The Bing SERP tells me there are 5660 hacked pages on that shared web space. Here's a very long screen capture that I compiled showing 43 different hacked pages that now have the word Cialis on them:

Identifying and Dealing With A Hacked Website 1196-bing-serp2-10
(click to view larger)

Some of those pages include a Baptist Church website and a little league baseball team. In fact, when I tried to click on the website for the Baptist Church, I was given this Bing popup message instead:

Identifying and Dealing With A Hacked Website 1196-bing-careful-86

I also found a few pages in Bing that had already been cleaned up by the website owners.
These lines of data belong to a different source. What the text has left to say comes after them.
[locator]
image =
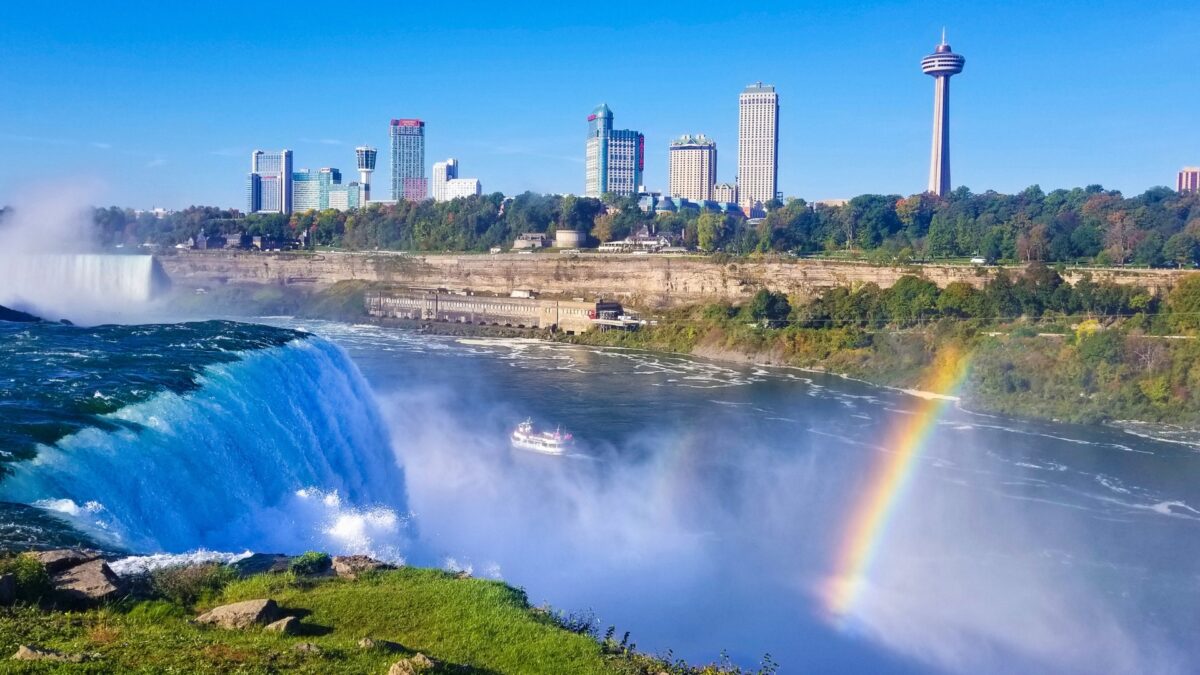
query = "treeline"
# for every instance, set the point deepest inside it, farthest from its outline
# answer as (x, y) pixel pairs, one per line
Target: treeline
(1038, 292)
(1157, 228)
(1037, 347)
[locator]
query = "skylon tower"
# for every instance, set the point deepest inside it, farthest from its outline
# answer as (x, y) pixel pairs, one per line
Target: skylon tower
(941, 65)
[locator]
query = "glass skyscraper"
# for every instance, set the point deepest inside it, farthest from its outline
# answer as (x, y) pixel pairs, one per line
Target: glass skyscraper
(269, 183)
(310, 191)
(407, 138)
(615, 159)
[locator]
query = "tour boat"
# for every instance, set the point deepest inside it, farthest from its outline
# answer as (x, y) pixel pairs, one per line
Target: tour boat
(526, 437)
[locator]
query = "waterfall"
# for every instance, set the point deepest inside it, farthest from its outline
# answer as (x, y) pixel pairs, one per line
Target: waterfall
(78, 286)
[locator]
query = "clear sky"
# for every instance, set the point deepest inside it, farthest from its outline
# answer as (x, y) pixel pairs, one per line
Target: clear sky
(162, 102)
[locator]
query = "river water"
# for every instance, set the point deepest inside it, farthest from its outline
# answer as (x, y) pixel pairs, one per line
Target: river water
(703, 506)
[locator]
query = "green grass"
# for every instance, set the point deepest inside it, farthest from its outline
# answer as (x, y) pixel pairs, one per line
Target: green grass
(473, 625)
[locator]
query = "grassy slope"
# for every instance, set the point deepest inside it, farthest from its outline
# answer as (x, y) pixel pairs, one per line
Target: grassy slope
(483, 625)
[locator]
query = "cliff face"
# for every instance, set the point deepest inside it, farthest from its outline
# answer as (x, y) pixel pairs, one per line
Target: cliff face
(652, 281)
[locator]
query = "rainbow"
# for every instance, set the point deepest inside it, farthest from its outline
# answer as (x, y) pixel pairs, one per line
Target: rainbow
(868, 525)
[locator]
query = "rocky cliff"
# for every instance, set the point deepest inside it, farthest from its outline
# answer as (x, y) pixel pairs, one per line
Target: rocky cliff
(642, 280)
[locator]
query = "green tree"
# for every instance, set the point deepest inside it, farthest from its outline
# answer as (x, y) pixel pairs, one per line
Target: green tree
(1185, 303)
(768, 306)
(709, 231)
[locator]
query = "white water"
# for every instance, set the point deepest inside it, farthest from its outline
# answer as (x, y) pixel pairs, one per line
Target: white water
(283, 451)
(78, 286)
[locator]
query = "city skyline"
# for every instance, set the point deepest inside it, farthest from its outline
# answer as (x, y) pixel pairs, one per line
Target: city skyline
(1113, 124)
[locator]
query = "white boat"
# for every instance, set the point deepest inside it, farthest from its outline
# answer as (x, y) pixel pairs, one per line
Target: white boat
(526, 437)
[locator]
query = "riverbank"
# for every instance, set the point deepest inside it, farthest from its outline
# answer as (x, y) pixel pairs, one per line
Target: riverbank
(1083, 377)
(1069, 370)
(348, 615)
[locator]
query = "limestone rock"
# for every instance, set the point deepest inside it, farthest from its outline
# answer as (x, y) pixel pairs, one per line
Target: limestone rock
(60, 560)
(30, 652)
(383, 645)
(241, 615)
(261, 563)
(352, 566)
(288, 626)
(90, 581)
(412, 665)
(7, 589)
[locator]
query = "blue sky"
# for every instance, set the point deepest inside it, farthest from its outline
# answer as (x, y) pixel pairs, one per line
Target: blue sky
(161, 102)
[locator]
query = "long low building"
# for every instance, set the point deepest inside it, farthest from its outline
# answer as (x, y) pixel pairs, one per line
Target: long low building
(569, 316)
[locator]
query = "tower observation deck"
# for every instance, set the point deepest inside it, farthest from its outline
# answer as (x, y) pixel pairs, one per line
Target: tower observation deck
(941, 65)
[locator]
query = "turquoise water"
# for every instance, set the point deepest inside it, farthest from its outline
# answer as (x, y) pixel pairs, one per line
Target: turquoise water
(701, 508)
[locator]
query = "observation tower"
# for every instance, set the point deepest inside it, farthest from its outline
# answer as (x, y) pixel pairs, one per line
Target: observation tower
(941, 65)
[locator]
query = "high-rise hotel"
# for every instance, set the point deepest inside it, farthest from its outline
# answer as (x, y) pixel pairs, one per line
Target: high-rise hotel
(757, 144)
(693, 167)
(407, 138)
(615, 159)
(1188, 180)
(269, 183)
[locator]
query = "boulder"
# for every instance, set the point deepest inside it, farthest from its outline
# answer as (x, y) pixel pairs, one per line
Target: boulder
(382, 645)
(307, 647)
(60, 560)
(7, 589)
(29, 652)
(352, 566)
(412, 665)
(288, 626)
(89, 583)
(241, 615)
(261, 563)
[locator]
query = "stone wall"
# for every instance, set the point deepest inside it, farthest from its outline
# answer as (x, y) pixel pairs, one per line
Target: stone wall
(646, 281)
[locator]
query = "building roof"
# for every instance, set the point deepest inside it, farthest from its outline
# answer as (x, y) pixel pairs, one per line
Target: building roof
(760, 88)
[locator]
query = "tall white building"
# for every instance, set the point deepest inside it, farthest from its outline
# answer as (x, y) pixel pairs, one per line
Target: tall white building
(757, 144)
(269, 183)
(693, 167)
(443, 172)
(447, 184)
(457, 187)
(615, 159)
(1188, 180)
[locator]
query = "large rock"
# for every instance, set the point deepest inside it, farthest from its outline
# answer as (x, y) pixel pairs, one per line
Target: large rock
(288, 626)
(412, 665)
(90, 581)
(7, 589)
(29, 652)
(262, 563)
(60, 560)
(352, 566)
(241, 615)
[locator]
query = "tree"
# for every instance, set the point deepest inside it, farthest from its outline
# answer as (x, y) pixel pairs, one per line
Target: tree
(1182, 249)
(910, 299)
(963, 300)
(768, 306)
(1185, 303)
(709, 231)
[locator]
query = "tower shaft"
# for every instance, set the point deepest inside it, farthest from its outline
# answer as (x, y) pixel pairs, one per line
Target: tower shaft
(940, 154)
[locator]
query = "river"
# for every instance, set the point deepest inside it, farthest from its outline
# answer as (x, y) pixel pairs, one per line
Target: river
(706, 508)
(705, 503)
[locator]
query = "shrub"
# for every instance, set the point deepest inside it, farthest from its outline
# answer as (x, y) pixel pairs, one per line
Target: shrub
(311, 563)
(33, 581)
(186, 584)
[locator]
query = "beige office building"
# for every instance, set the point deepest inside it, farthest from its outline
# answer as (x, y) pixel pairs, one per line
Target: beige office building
(757, 144)
(693, 167)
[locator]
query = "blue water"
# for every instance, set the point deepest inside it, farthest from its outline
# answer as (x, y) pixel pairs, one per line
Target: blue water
(210, 435)
(700, 509)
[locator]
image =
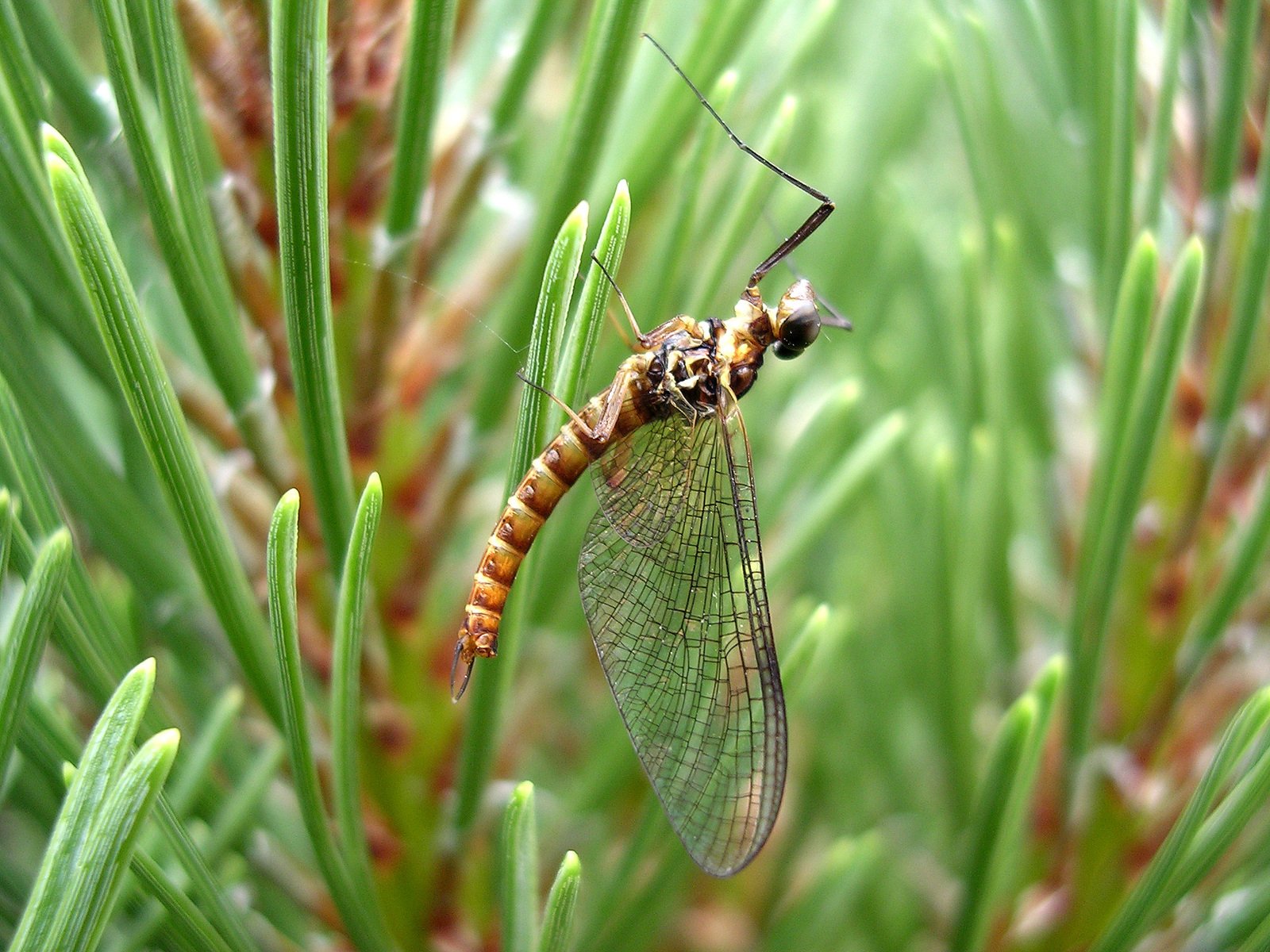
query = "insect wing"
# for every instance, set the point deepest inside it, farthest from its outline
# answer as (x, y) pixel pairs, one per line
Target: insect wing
(685, 639)
(641, 482)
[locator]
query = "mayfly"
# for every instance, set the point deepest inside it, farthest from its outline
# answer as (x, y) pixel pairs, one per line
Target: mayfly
(671, 569)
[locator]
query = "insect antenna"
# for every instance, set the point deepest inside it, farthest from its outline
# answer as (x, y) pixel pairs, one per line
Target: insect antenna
(814, 220)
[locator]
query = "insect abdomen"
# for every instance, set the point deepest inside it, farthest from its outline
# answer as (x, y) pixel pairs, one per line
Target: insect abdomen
(552, 474)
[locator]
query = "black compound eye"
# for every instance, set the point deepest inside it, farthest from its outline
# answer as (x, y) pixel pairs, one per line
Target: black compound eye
(800, 328)
(785, 352)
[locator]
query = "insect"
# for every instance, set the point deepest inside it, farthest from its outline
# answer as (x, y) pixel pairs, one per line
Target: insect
(671, 569)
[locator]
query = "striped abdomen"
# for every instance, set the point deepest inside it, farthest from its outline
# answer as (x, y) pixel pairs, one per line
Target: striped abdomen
(550, 476)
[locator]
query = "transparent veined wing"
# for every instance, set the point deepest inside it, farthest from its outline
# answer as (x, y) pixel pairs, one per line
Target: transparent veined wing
(643, 480)
(683, 630)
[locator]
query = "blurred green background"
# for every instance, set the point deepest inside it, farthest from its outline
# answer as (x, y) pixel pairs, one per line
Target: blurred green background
(1014, 524)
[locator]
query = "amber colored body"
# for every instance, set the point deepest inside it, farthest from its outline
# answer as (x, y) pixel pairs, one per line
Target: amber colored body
(552, 474)
(683, 365)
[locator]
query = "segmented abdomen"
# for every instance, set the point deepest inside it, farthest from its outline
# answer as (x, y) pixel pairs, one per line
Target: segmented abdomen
(550, 476)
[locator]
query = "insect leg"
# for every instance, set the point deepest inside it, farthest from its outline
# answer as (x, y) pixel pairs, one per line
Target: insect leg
(654, 338)
(814, 221)
(614, 399)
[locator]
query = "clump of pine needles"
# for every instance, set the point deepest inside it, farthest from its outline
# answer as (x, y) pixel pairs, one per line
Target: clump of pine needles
(1015, 524)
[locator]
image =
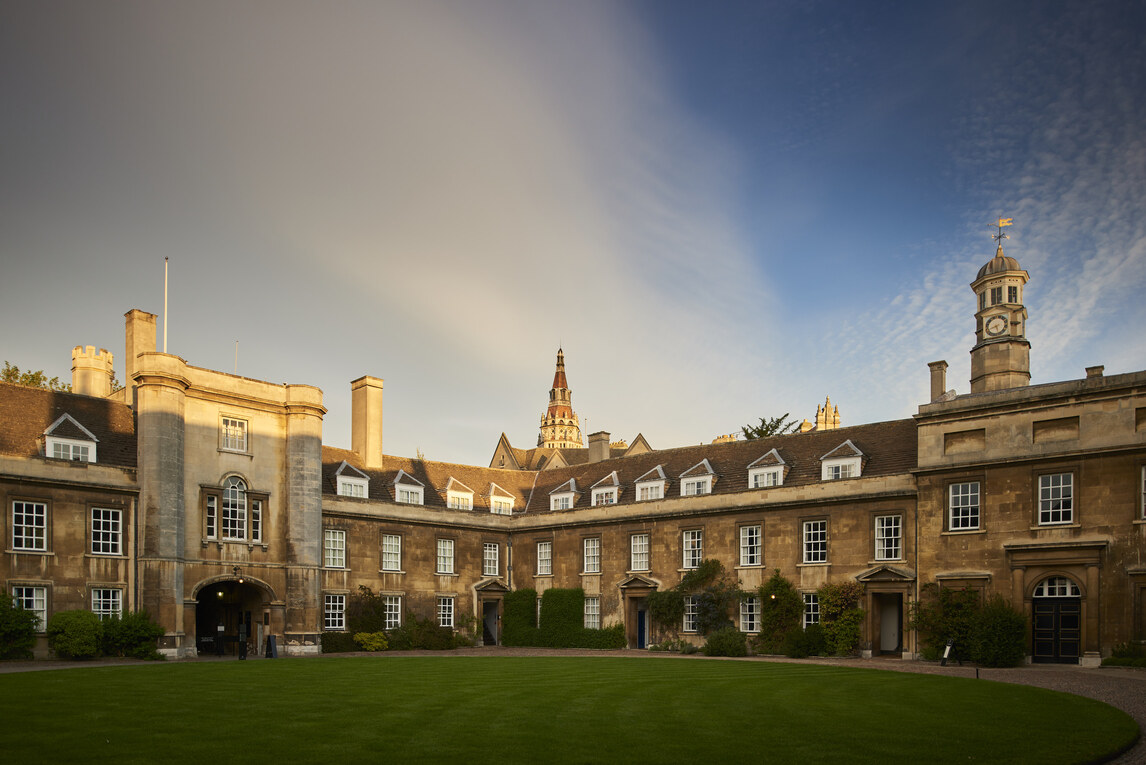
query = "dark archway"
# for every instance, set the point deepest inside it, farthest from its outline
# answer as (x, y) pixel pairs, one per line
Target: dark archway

Sadly, those owners probably believe that their website was hacked somehow, and they probably went through the trouble of changing passwords and cleaning all the hacked paged. Unfortunately, the entire shared hosting environment is compromised and the entire server needs to be cleaned up.

If this ever happens to your website, then the best course of action is to move your website to another web server or web host. For the 184.168.238.1 web server I've shown here, it looks like the WordPress installation is compromised. The web host should tell all their clients and move them to a new server in order to reformat and reinstall that hacked server.

This is certainly a tough situation, and the cost to clean it up will be very expensive for the web host, and for every hosted client because it's very tedious.

Bottom Line Thoughts


I don't particularly like the WordPress system because so many people use it and there are a huge number of security holes. Using WordPress in a shared hosting environment like the one shown above is very dangerous.

If you insist on using WordPress then you should have it installed on a dedicated IP address, a Virtual Private Server, or a Dedicated Server. That way you can control the installed plug-ins and the security patches.

The labor cleanup cost for an issue like this will probably be greater than the 12 month cost of a dedicated IP address or a Virtual Private Server.

Also, if you happen to be the victim of this type of hacking attack, don't be quick to blame your web programmer or your staff for having weak passwords. Using the Bing IP address search technique I've shown to see how many other websites are infected. Most likely you are not the original hacking point-of-entry.

Lastly, even if you do clean your website up, there's a strong possibility that you can be defaced and hacked again as long as you stay on a compromised server.